On table extraction, the model led across every benchmark evaluated: PubTablesV2 at 92.1 percent on cropped tables and 79.3 percent on full-page documents, OmniDocBench at 64.0 percent, and TableVQA at 88.1 percent, all measured by TEDS, a metric that evaluates both structural and content accuracy.
ChartNet itself was generated using a code-guided synthesis pipeline across 24 chart types and 6 plotting libraries. IBM supplemented the synthetic data with human-annotated and real-world subsets filtered for visual fidelity and semantic accuracy. The five-component alignment means that for any chart, the model sees the code that built it, the rendered output, the raw data, a human-written summary, and structured Q&A. That cross-modal grounding is what lets it go beyond pattern recognition and into actual reasoning about chart content.
The model is available on Hugging Face under an Apache 2.0 license. It can run standalone on individual images or be integrated with Docling, an open-source document processing library, for end-to-end pipelines handling multi-page PDFs. IBM specifically mentions financial report analysis and research document intelligence as target use cases.

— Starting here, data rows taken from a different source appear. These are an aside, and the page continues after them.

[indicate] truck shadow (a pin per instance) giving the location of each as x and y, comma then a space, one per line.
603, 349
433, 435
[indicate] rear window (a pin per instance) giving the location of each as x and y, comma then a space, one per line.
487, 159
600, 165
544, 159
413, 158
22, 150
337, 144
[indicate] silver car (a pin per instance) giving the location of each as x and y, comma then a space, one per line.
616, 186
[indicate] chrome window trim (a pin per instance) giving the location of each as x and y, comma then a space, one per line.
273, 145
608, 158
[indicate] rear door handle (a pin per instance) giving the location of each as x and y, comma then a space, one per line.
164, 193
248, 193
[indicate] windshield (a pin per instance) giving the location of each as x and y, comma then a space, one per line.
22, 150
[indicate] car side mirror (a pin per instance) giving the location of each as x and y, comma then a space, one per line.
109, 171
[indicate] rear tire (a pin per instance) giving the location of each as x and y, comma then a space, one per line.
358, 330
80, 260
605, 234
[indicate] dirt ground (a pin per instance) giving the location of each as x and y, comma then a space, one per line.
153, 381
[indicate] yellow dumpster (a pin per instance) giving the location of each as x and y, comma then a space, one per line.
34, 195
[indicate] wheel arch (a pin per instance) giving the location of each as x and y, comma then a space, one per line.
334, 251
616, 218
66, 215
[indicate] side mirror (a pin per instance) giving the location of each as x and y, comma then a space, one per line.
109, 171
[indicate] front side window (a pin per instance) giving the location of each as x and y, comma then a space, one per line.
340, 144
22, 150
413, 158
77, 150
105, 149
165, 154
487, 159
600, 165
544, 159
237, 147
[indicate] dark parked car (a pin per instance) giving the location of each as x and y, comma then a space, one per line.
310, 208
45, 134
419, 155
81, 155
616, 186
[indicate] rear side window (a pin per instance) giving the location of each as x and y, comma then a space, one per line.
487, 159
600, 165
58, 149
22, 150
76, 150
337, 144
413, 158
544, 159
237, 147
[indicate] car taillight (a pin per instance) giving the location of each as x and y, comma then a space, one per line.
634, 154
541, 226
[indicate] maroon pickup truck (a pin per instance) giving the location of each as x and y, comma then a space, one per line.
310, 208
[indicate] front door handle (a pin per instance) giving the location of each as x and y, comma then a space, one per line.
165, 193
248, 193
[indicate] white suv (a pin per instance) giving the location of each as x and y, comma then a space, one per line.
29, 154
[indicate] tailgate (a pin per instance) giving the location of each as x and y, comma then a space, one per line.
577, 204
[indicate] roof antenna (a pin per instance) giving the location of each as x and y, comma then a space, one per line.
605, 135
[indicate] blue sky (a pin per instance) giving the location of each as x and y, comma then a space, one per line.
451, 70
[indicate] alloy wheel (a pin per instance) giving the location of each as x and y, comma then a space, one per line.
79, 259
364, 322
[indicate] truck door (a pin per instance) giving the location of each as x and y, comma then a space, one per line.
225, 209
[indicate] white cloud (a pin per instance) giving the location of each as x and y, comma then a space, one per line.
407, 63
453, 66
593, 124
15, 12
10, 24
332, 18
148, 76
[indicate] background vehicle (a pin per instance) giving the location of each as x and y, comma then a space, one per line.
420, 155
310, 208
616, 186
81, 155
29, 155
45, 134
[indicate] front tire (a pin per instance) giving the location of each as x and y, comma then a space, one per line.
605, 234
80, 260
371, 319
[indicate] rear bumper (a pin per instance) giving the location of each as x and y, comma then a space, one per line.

What the benchmark results suggest, even before this model ships into production workflows, is that the bottleneck in enterprise document processing is no longer optical character recognition or layout understanding. The models have gotten good enough at that. The bottleneck is the cost and speed of human review for extracted content. When a model reads a government form at 85.5 percent exact-match accuracy, the economics of document processing change: what used to require a human to verify every field can now require a human to audit a sample. That shift has not landed yet in most enterprise pipelines, but the ChartNet paper, accepted at CVPR 2026, suggests the dataset underpinning it will accelerate the timeline.